One immaculate swing by Josh Harrison on Wednesday erased nine innings of near-perfection by Los Angeles Dodgers left-hander Rich Hill.
Harrison’s home run in the 10th inning was the only hit Hill allowed in the game. It lifted the Pirates to a deliciously improbable 1-0 victory.
“It’s insane how baseball works,” said Pirates starter Trevor Williams, who tossed eight shutout innings. “Baseball sucks at times. Baseball’s weird. It’s designed to break your heart.”
Williams paused and grinned.
“I’m so glad we hit that walk-off homer.”
Harrison is the first player in MLB history to break up a no-hitter in extra innings with a walk-off home run.
Over the first eight innings, Hill racked up 10 strikeouts and did not allow a baserunner. His bid for the 24th perfect game in MLB history was shattered in the ninth inning, when third baseman Logan Forsythe booted Jordy Mercer’s grounder for an error.
The perfect game was gone, but Hill still had not allowed a hit.
“You kinda felt we would scratch one (run) through, and it was kind of meant to happen,” Dodgers catcher Austin Barnes said. “Looks like it wasn’t, though. It doesn’t feel that great, not being able to scratch one in for Richie.”
Leading off the 10th, Harrison jacked an 88 mph fastball over the left-field wall. Curtis Granderson leaped and reached into the stands, but came up empty.
“When I hit it, I knew I didn’t get it all, but I knew I got enough,” Harrison said. “I knew it was a ball Granderson could get to. I was just hoping he didn’t rob it. When I saw him come down on the ground, I felt like his reaction was, ‘Aw, man, I just missed it.’ ”
In the fourth inning, Harrison tried to break up what was then a perfect game with a bunt. He popped it up, and first baseman Adrian Gonzalez made a fine sliding catch.
In the 10th, Harrison wanted something bigger than a dink single.
“It was my fourth time seeing (Hill), and his stuff wasn’t as sharp as it was in my first three at-bats,” Harrison said. “I felt I had him synced up pretty good, I got a pitch and didn’t miss it.”
Harrison was hunting a fastball — no surprise, considering 10 of the 11 pitches he saw from Hill were four-seamers. The last one was down in the zone but caught the middle of the plate.
“It was a bad pitch,” Hill said. “Late in the game like that, you need to make better pitches.”
Williams was not unhittable, but he matched zeros with Hill for eight innings. Williams gave up seven hits and four walks and struck out five.
“Williams pitched like a guy who’s got way more time in than he’s got,” Pirates manager Clint Hurdle said. “He pitched like an experienced starter.”
Williams is in the midst of his first full season in the majors. Hill, a 13-year veteran, has appeared in 239 games, including 112 starts. He has pitched for eight big league teams and the independent Long Island Ducks.
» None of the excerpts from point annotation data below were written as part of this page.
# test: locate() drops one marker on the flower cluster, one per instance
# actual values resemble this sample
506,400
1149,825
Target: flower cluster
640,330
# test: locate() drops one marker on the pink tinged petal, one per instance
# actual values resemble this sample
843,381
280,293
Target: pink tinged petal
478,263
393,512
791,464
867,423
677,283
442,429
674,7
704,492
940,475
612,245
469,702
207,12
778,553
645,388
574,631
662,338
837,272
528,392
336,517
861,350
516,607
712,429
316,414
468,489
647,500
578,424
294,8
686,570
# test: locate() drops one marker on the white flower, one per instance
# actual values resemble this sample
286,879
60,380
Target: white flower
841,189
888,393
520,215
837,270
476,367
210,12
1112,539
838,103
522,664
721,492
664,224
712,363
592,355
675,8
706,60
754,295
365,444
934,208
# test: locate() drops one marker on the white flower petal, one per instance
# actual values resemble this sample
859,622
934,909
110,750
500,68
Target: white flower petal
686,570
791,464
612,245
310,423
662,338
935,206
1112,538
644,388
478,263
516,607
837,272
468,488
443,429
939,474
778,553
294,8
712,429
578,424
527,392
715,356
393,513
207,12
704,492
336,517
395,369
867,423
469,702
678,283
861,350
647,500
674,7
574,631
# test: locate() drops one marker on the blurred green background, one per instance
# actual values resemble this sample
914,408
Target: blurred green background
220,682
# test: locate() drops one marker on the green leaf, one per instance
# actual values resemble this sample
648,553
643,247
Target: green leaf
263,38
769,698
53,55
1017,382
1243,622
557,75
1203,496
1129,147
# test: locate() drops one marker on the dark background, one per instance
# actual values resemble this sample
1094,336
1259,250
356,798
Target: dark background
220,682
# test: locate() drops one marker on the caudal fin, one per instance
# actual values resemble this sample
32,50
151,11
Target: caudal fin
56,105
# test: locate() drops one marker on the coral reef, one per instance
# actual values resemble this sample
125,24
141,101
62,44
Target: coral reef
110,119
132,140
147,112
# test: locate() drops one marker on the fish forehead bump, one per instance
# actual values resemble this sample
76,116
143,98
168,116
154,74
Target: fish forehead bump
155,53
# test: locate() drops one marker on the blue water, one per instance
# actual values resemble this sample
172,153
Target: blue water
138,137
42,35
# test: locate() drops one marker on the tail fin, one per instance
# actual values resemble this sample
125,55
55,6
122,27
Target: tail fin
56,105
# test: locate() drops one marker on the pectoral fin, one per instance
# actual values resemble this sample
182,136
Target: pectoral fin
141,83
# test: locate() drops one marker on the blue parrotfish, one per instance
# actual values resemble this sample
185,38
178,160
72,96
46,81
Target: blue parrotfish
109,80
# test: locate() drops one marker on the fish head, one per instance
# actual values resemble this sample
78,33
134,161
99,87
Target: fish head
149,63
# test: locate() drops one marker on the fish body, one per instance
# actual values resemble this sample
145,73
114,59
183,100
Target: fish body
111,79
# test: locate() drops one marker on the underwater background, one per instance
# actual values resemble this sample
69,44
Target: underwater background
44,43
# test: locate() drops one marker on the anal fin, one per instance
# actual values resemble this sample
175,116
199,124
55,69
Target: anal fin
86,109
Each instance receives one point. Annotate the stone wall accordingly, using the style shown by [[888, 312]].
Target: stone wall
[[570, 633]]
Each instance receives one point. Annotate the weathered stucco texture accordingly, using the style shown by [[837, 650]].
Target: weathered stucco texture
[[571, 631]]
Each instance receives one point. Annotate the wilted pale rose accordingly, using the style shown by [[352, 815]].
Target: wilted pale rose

“I know the Cliff Notes of the Rich Hill story,” Hurdle said before the game. “It’s the kind of story that can get made into a movie someday.”
Hill was sharp from the start, working fast and controlling the strike zone. In the sixth, Hill quick-pitched Chris Stewart, who tapped into a ground out. As he jogged to the dugout, Stewart barked at Hill.
Second baseman Chase Utley went airborne to rob Josh Bell of a single in the eighth.
The game might’ve had a Hollywood ending for Hill if not for the excellence of Williams. The right-hander threw a career-high 114 pitches and was aided by spectacular defensive plays by Harrison and Mercer.
“It’s crazy,” Hurdle said. “We got one hit. What did they leave on, 11? It shows the beauty of the game, the things you can’t draw up beforehand.”
The Dodgers stranded 11 men on base by going 0 for 9 with runners in scoring position.
“I’m sad for Rich,” Dodgers manager Dave Roberts said. “You look at opportunities that a player has to have a chance at a no-hitter, and he gave himself every opportunity. I’m very excited for Rich because he threw the ball so well tonight but disappointed that he didn’t get that no-hitter.”